June 5, 2013 -- A foie gras-filled doughnut will make its debut Friday in California. Homer Simpson, meet Emperor Nero.
"The Foie Bomb" (as it's called) is a creation of Psycho Donuts with stores in Campbell and San Jose, south of San Francisco. The Foie Bomb's debut, like that of Dunkin Donuts' Glazed Donut Breakfast Sandwich, coincides with National Doughnut Day. Apart from that, however, the two creations could not be more unalike.
The mass-produced Glazed Donut Sandwich will become, says Dunkin, part of its permanent menu. Suggested retail price: $2.99.
The Bomb -- delicate and hand-made -- will exist only while supplies last, perhaps only for a day, like a liver butterfly. Price: zero. It will be given away.
"We're planning on doing 100 of them, depending on how much foie gras mousse I can get," says Ron Levi, Psycho's Doctor of Donut Derangement, in charge of dreaming up new doughnuts.
The Bomb is a collaboration between Levi and Charlie Ayers, former executive chef for Google. The idea arose, Ayers tells ABC News, when the two "got thinking about what kind of outrageous thing we could do for National Doughnut Day."

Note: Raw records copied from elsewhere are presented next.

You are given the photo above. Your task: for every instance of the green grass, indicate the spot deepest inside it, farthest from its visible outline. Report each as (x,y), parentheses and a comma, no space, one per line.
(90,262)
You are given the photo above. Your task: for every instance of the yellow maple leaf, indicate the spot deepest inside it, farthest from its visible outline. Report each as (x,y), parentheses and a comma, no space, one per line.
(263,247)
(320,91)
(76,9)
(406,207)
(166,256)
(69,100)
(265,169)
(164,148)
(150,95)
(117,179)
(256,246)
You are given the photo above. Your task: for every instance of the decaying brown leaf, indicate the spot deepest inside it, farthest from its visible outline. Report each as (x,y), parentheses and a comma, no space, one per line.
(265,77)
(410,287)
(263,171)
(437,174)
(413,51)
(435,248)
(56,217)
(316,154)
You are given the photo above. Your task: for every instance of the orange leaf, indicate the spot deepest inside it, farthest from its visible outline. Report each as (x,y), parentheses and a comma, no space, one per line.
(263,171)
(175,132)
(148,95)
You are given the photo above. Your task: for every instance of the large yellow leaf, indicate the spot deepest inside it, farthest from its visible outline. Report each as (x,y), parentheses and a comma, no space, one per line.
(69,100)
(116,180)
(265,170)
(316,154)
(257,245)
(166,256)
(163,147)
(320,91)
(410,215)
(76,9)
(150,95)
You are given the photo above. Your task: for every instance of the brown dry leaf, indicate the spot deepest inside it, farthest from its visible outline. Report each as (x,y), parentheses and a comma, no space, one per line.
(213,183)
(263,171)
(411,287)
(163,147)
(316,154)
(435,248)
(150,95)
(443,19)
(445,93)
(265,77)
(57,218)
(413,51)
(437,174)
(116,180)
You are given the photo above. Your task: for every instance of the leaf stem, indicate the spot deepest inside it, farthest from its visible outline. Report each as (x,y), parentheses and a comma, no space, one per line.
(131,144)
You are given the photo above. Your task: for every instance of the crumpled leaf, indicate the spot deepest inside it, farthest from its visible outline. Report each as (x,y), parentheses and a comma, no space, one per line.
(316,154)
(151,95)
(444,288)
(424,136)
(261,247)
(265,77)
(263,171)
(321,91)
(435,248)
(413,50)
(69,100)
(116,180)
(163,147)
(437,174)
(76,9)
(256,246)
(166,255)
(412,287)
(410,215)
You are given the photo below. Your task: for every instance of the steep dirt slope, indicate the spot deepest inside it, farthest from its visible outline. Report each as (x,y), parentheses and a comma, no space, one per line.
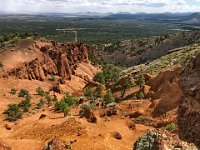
(189,110)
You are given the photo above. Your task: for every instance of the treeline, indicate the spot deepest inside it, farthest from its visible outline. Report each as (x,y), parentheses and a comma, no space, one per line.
(12,37)
(96,31)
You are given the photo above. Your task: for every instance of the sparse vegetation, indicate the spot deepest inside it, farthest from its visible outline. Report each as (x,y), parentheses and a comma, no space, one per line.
(40,91)
(13,112)
(140,95)
(13,91)
(1,65)
(23,93)
(170,127)
(85,108)
(25,105)
(98,91)
(110,73)
(109,98)
(89,93)
(69,100)
(52,78)
(63,107)
(40,104)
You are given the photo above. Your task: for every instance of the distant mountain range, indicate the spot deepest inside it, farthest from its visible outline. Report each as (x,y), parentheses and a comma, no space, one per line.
(188,18)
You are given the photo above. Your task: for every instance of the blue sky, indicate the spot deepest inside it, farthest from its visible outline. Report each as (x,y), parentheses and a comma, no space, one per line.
(71,6)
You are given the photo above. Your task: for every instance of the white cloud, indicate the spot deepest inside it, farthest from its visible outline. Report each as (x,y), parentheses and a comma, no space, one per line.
(97,5)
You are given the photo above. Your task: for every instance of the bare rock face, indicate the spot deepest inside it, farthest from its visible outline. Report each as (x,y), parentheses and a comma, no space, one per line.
(89,115)
(61,60)
(189,109)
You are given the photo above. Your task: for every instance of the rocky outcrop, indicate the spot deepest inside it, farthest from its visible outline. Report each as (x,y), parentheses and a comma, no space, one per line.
(164,91)
(161,140)
(189,109)
(61,60)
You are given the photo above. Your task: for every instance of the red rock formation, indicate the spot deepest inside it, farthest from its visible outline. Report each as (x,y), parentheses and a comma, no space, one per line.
(165,92)
(61,60)
(189,109)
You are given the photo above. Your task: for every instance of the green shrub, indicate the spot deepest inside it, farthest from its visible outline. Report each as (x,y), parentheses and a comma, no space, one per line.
(170,127)
(89,93)
(110,73)
(23,93)
(52,78)
(70,101)
(25,105)
(99,77)
(13,112)
(83,109)
(98,91)
(40,91)
(140,95)
(92,106)
(63,107)
(40,104)
(13,91)
(48,98)
(141,80)
(109,98)
(1,65)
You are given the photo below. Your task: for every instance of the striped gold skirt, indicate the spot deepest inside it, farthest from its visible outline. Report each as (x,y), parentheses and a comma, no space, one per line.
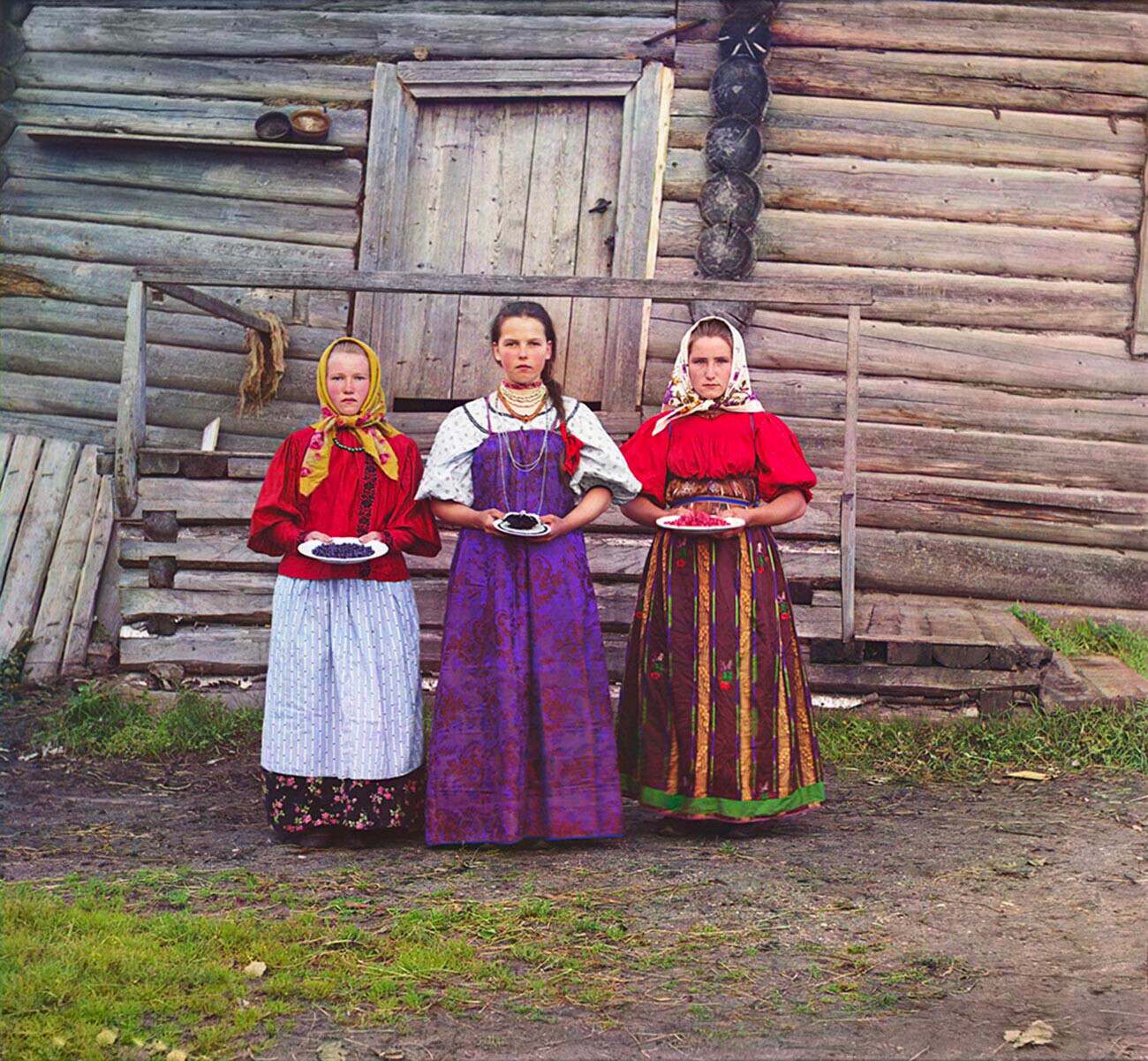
(715,719)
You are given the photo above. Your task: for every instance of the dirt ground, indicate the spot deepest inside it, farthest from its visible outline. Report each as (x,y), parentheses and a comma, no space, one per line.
(998,903)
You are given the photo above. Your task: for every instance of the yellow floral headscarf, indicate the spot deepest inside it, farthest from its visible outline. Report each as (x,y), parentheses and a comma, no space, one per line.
(682,399)
(368,425)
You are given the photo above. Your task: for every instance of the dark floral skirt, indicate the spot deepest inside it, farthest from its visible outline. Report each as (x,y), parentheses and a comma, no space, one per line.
(295,804)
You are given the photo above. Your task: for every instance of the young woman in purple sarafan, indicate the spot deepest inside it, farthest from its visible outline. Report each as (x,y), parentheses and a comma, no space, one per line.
(523,746)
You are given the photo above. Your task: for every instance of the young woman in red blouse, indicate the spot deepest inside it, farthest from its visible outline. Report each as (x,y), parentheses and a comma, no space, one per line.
(715,719)
(343,727)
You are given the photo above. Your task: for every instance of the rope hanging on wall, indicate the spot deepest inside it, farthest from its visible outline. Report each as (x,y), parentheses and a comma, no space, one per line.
(265,352)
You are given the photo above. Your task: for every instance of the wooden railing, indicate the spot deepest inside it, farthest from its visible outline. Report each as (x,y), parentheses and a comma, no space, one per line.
(176,283)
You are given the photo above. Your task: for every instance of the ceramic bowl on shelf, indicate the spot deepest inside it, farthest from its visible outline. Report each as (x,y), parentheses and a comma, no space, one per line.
(272,125)
(310,125)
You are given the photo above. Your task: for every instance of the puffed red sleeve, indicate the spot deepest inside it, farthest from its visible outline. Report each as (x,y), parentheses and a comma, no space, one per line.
(278,516)
(412,524)
(646,455)
(781,464)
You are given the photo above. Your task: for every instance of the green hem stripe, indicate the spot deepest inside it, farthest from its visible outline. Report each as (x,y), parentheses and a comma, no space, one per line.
(718,805)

And outrageous it is: The Bomb is a doughnut hole stuffed with foie gras mousse and pierced by a glass pipette containing balsamic gastrique, fig and honey. On its top rests a single sage leaf, salted and fried crisp.
The whole thing is small -- a single bite -- only half an ounce of dough. The eater pops it in his mouth, having first removed the pipette, whose contents he injects either into his mouth or into the center of the Bomb.
Levi describes the taste: "You have the unctuous fattiness of the mousse, in the center of a yeasty raised doughnut hole, and, on top of that, the honey-fig gastrique -- sweet, tangy and acidic. On top of that, the piece of fried sage, lightly salted with sea salt. The fattiness of the 'foie' and the herbaceousness of the sage -- as long as you get it all into your mouth, it's an experience the whole way through."
What does Ayers expect the public reaction to be?
"I expect some people will be very happy," he says, "and some not so."
Levi says phone calls have already started flooding in, "both pro-and anti-."
As for anti-, some Californians regard foie gras as synonymous with cruelty, since production of it entails the force-feeding of birds in order to enlarge their livers. In 2004, Californians passed a law prohibiting the practice, and the sale of any products resulting from it.
The law, however, says nothing about giving away foie gras for free, which is one reason the Bomb costs nothing.
"We researched the law," says Levi, "and we found we can legally give it away."
Ayers bristles at the prospect of anti-foie gras protesters: "How dare you tell people what they can and cannot eat? These are the same kind of people who are against same-sex marriage."
Paul Shapiro, spokesman for the Humane Society of the United States, calls Psycho's give-away "a PR stunt that makes a mockery of anti-cruelty law." The store, he tells ABC News, "sounds like it may be aptly named."
Psycho Donut, whose slogan is "Crazy Good!" has previously been the object of protests by mental health groups, including the National Alliance on Mental Illness, according to the San Jose Mercury News. NAMI's executive director, according to the News, complained that the shop would have been shut down, if it had played off any other disease than mental illness.
Psycho's menu includes a "Glazed and Confused" glazed doughnut, a "Cereal Killer" made with Cap'n Crunchberries, and the "Michael Jackson," whose description reads: "It's Bad! It's Dangerous! It's a chocolate cake donut that's become decidedly lighter."